Less than an hour later we were at the clinic in Raton. Jubal Breedlove lay in a narrow bed in a semi-private room that was divided by a collapsible partition. His face was tentacled with a huge purple-and-straw-berry birthmark, so that his eyes looked squeezed inside a mask. Helen picked up his chart from the foot of the bed and read it.

"Boxleiter put some boom-boom in your bam-bam, didn't he?" she said.

"What?" he said.

"Swede slung your blood all over the apartment. He might as well have written your name on the wall," I said.

"Swede who? I was robbed and stabbed behind a bar in Clayton," he said.

"That's why you waited until the wound was infected before you got treatment," I said.

"I was drunk for three days. I didn't know what planet I was on," he replied. His hair was curly, the color of metal shavings. He tried to concentrate his vision on me and Helen, but his eyes kept shifting to John Nash.

"Harpo wouldn't let you get medical help down in Louisiana, would he?

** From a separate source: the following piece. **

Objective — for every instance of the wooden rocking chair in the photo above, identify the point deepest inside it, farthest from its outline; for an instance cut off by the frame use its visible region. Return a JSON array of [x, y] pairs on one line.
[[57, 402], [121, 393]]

You going to take the bounce for a guy like that?" I asked.

"I want a lawyer in here," he said.

"No, you don't," Nash said, and fitted his hand on Breedlove's jaws and gingerly moved his head back and forth on the pillow, as though examining the function of Breedlove's neck. "Remember me?"

"No."

He moved his hand down on Breedlove's chest, flattening it on the panels of gauze that were taped across Breedlove's knife wound.

"Mr. Nash," I said.

"Remember the girl in the tent? I sure do." John Nash felt the dressing on Breedlove's chest with his fingertips, then worked the heel of his hand in a slow circle, his eyes fixed on Breedlove's. Breedlove's mouth opened as though his lower Up had been jerked downward on a wire, and involuntarily his hands grabbed at Nash's wrist.

"Don't be touching me, boy. That'll get you in a lot of trouble," Nash said.

"Mr. Nash, we need to talk outside a minute," I said.

"That's not necessary," he replied, and gathered a handful of Kleenex from a box on the nightstand and wiped his palm with it. "Because everything is going to be just fine here. Why, look, the man's eyes glisten with repentance already."

WE HAD ONE SUSPECT in Trinidad, Colorado, now a second one in New Mexico. I didn't want to think about the amount of paperwork and the bureaucratic legal problems that might lie ahead of us. After we dropped John Nash off at the sheriffs office, we ate lunch in a cafe by the highway. Through the window we could see a storm moving into the mountains and dust lifting out of the trees in a canyon and flattening on the hardpan.

"What are you thinking about?" Helen asked.

"We need to get Breedlove into custody and extradite him back to Louisiana," I said.

"Fat chance, huh?"

"I can't see it happening right now."

"Maybe John Nash will have another interview with him."

"That guy can cost us the case, Helen."